Developmental Function Of Transcription Factor Conserved In Human White Matter Disorders

Some neurological conditions such as multiple sclerosis and cerebral palsy are associated with the inability to repair the chronic destruction of myelin sheaths that surround the core of a nerve fiber and function to speed transmission of nerve impulses.

To better understand the failure to remyelinate these nerves in disorders involving loss of these sheaths, researchers at Baylor College of Medicine examined how myelin forms during development. They found that a transcription factor known as NFIA plays a key role in this developmental process. The findings, which appear in the Annals of Neurology, also show that NFIA acts similarly during those demyelinating diseases.

Disease states

“We already know that within these disease states, oligodendrocyte precursors, or immature cells with the capacity to become the cells that are responsible for generating myelin sheaths, are recruited to the lesion site. However, something stops those precursors from becoming a mature myelinating cell,” said Dr. Stacey M. Glasgow, postdoctoral fellow in the Center for Cell and Gene Therapy at BCM, The Methodist Hospital and Texas Children’s Hospital and co-author of the study. “So we investigated how myelinating cells are formed during development to gain insights into what is inhibiting this process during the disease state.”

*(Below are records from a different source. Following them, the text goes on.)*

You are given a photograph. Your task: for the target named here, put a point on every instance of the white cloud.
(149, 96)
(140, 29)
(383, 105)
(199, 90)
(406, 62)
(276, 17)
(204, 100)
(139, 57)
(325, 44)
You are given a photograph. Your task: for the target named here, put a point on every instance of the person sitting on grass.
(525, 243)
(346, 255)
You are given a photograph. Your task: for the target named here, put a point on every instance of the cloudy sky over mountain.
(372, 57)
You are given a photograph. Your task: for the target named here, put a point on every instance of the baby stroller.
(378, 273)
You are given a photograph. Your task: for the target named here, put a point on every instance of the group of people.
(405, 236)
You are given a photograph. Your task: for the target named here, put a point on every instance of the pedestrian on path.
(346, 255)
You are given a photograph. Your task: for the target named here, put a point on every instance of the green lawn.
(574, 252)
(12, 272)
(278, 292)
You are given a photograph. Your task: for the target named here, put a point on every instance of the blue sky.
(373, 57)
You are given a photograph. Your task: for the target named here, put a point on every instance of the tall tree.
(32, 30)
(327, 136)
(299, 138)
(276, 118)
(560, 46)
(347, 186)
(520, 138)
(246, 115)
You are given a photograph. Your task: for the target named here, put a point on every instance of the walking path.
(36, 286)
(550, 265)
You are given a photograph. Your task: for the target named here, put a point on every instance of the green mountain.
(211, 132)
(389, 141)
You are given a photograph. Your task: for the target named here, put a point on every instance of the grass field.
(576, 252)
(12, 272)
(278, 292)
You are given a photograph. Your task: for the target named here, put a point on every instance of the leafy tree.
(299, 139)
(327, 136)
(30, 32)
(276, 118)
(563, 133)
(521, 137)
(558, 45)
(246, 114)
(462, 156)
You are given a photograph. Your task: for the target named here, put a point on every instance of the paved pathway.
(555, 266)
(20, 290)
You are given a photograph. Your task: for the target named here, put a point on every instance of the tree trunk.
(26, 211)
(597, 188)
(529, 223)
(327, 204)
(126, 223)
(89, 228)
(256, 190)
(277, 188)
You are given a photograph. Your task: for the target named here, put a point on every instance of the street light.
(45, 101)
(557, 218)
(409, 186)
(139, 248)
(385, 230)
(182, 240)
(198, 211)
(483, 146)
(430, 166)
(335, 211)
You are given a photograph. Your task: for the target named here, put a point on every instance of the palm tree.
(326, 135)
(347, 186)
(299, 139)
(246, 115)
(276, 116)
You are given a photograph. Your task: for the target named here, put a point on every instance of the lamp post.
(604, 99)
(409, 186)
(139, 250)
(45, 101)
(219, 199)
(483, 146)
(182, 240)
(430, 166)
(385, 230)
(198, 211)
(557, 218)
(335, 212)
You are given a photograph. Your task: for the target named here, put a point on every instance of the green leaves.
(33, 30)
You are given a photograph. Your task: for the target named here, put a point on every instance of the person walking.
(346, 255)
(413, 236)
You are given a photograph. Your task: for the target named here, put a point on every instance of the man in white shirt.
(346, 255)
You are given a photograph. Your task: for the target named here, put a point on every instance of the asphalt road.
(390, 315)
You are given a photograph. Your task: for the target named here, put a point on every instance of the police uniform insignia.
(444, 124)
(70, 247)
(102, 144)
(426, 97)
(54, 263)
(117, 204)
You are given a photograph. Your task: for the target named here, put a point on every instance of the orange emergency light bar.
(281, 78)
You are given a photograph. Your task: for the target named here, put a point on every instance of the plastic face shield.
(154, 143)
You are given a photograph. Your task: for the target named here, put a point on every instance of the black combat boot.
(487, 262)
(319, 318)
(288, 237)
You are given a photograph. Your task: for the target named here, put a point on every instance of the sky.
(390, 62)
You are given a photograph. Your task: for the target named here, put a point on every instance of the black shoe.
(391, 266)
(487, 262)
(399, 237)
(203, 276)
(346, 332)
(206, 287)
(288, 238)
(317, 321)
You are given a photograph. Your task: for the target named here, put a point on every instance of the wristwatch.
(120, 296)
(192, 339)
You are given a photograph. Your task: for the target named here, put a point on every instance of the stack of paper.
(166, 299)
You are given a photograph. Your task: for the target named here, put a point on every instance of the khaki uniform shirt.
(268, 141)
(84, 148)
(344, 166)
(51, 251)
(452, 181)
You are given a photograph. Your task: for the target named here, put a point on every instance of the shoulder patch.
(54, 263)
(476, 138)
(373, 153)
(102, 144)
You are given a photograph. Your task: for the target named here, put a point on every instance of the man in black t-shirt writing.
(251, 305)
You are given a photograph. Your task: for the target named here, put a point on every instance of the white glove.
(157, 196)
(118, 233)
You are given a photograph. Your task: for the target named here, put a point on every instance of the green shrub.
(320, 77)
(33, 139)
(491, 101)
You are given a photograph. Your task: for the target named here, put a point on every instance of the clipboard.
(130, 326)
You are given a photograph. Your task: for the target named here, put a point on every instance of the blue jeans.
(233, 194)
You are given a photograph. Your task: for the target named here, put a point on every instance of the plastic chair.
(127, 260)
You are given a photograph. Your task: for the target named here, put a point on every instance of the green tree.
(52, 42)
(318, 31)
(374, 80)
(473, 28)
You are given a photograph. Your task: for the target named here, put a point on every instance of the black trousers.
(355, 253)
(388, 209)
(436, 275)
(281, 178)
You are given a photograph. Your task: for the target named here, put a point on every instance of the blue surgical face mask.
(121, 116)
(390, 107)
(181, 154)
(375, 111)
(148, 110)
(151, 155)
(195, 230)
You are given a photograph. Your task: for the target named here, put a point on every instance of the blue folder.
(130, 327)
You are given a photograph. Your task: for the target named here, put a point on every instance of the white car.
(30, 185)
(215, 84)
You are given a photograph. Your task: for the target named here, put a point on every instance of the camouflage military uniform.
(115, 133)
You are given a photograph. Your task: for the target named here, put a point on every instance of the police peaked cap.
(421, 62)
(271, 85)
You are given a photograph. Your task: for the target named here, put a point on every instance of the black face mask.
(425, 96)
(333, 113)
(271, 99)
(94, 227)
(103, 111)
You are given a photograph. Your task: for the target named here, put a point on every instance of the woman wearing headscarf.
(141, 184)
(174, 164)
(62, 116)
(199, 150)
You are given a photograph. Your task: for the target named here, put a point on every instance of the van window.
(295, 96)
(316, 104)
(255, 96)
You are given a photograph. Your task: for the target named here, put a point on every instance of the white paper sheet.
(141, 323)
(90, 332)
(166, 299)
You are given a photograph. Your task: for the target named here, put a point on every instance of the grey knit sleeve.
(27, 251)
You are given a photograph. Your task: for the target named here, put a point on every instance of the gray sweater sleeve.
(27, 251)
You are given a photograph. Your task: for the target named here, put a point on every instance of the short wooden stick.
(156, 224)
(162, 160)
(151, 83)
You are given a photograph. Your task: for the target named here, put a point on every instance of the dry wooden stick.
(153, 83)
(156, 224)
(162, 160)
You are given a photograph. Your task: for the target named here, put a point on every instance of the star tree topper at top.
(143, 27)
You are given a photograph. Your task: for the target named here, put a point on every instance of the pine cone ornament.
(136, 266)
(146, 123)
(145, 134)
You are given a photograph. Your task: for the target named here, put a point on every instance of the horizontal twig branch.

Researchers followed NFIA expression throughout development and discovered that NFIA is present in oligodendrocytes precursors, but it is not present in the differentiated, myelinating oligodendrocytes in the developing spinal cord. In other words, NFIA is important for the initial push toward the oligodendrocyte cell fate but is not involved in the final maturation of these cells and may in fact block this process.

Overexpression of NFIA

Using cell culture, chick, and mouse model systems the researchers found that overexpression of NFIA did indeed blocked the production of mature myelinating cells, but did not affect the amount of precursor cells. Moreover, in mice lacking NFIA mature oligodendrocyte cells prematurely appeared in the spinal cord.

“These results demonstrated that NFIA is important not only for the initial specification of oligodendrocytes precursors but is also crucial for the proper timing of oligodendrocyte maturation during development,” said Dr. Ben Deneen, assistant professor of neuroscience at BCM and senior author on the study.

“Next, we wanted to know if this transcription factor acts the same way in human white matter disorders, like multiple sclerosis and cerebral palsy. Normally when you have a demyelinating event, there are mechanisms that can aid in repair. But in diseases such as MS, there is stalled or halted repair, which led us to believe NFIA was acting in the same manner during the disease state as it does during development.”

Repair process

In collaboration with University of California San Francisco, Deneen reviewed these types of disorders and discovered that the developmental expression patterns of NFIA are conserved in multiple sclerosis and pediatric hypoxia ischemia encephalopathy. Furthermore, in a mouse model of demyelination overexpression of NFIA inhibited the repair of the demyelinated axons.

“It would appear that modulating NFIA may help to repair damage caused by these diseases, but at this point, there are too many other mechanisms that are at play that could also be affecting the repair process. We need to better understand how NFIA function fits into the context of a demyelinated lesion,” said Deneen. “Nevertheless, this does give us a new direction to seek out treatment targets in future studies.”

Others who contributed to the work include Dr. Stephen P. J. Fancy and Dr. David H. Rowitch (Howard Hughes Medical Investigator), both with the University of California, San Francisco, and Meggie Finley, Center for Cell and Gene Therapy.

Funding for the study came from the National Multiple Sclerosis Society, the Gillson Longenbaugh Foundation and the National Institutes of Health.